“You shirk labour too much, messer Federico. But you shall not succeed, for you must talk on until it is time to go to bed.”

“And what, my Lady, if I have nothing to say?” replied messer Federico.

“There you shall show your wit,” said my lady Emilia. “And if what I once heard be true, that there was a man so clever and eloquent that he did not lack material to write a book in praise of a fly, others in praise of the fourth day ague, and another in praise of baldness,—will you also not have the courage to find something to say about Courtiership for one evening?”[[160]]

“We have already said enough about it to make two books,” replied messer Federico. “But since my excuse is of no avail, I will talk until you think I have fulfilled, if not my duty, at least the limit of my powers.

18.—“I think that the conversation which the Courtier ought most to try in every way to make acceptable, is that which he holds with his prince; and although this word ‘conversation’ implies a certain equality that seems impossible between a lord and his inferior, yet we will call it so for the present. Therefore, besides daily showing everyone that he possesses the worth we have already described, I would have the Courtier strive, with all the thoughts and forces of his mind, to love and almost to adore the prince whom he serves, above every other thing, and mould his wishes, habits and all his ways to his prince’s liking.”

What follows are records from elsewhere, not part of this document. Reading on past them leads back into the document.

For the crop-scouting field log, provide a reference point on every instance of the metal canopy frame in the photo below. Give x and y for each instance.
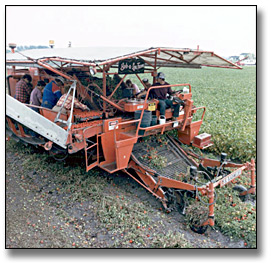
(155, 58)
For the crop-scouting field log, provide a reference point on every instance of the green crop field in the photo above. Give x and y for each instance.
(230, 99)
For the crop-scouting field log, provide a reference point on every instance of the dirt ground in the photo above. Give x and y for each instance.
(40, 215)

Without waiting for more, Pietro da Napoli here said:

“We already have enough Courtiers of this kind, for methinks you have in a few words described for us a noble flatterer.”

“You are much in errour,” replied messer Federico; “for flatterers love neither their prince nor their friends, which I tell you I wish chiefly in our Courtier.

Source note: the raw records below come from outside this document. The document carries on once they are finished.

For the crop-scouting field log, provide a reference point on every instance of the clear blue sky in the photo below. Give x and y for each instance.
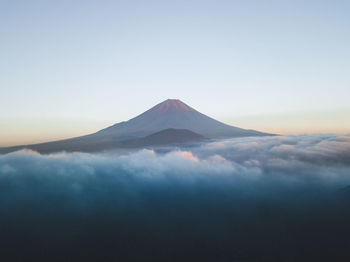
(71, 67)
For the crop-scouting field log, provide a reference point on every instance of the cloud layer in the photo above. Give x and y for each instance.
(249, 198)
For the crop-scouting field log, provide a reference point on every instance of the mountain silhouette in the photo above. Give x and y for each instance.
(169, 122)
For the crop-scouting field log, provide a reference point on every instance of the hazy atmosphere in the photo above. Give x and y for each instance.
(70, 68)
(180, 131)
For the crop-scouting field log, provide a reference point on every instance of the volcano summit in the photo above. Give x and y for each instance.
(170, 122)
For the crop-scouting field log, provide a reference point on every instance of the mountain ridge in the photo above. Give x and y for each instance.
(171, 114)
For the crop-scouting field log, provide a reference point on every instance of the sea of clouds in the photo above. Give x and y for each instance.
(241, 199)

“Moreover it is possible without flattery to obey and further the wishes of him we serve, for I am speaking of those wishes that are reasonable and right, or of those that in themselves are neither good nor evil, such as would be a liking for play or a devotion to one kind of exercise above another. And I would have the Courtier bend himself to this even if he be by nature alien to it, so that on seeing him his lord shall always feel that he will have something agreeable to say; which will come about if he has the good judgment to perceive what his prince likes, and the wit and prudence to bend himself thereto, and a deliberate purpose to like that which perhaps he by nature dislikes. And adopting these precautions, he will never be out of humour or melancholy before his prince, nor so taciturn as many are who seem to bear a grudge against their patrons, which is a truly odious thing. He will not be given to evil speaking, especially against his own lords; which often happens, for in courts there seems to rage a fury[[161]] of such sort that those who have been most favoured by their lord and have been raised to eminence from the lowest state, are always complaining and speaking ill of him; which is unseemly not only in such as these, but even in those who chance to have been ill used.

“Our Courtier will show no foolish presumption; he will not be a bearer of evil tidings; he will not be thoughtless in sometimes saying things that offend instead of pleasing as he intends. He will not be obstinate and disputatious, as some are who seem to delight in nothing but to be troublesome and disagreeable like flies, and who make a point of spitefully contradicting everyone without discrimination. He will not be an idle or untruthful tattler, nor a boaster nor pointless flatterer, but modest and reserved, always and especially in public showing that reverence and respect which befit the servant towards the master; and he will not behave like many, who on meeting any great prince, with whom if only they have spoken but once, press forward with a certain smiling and friendly look, as if they wished to caress an equal or show favour to an inferior.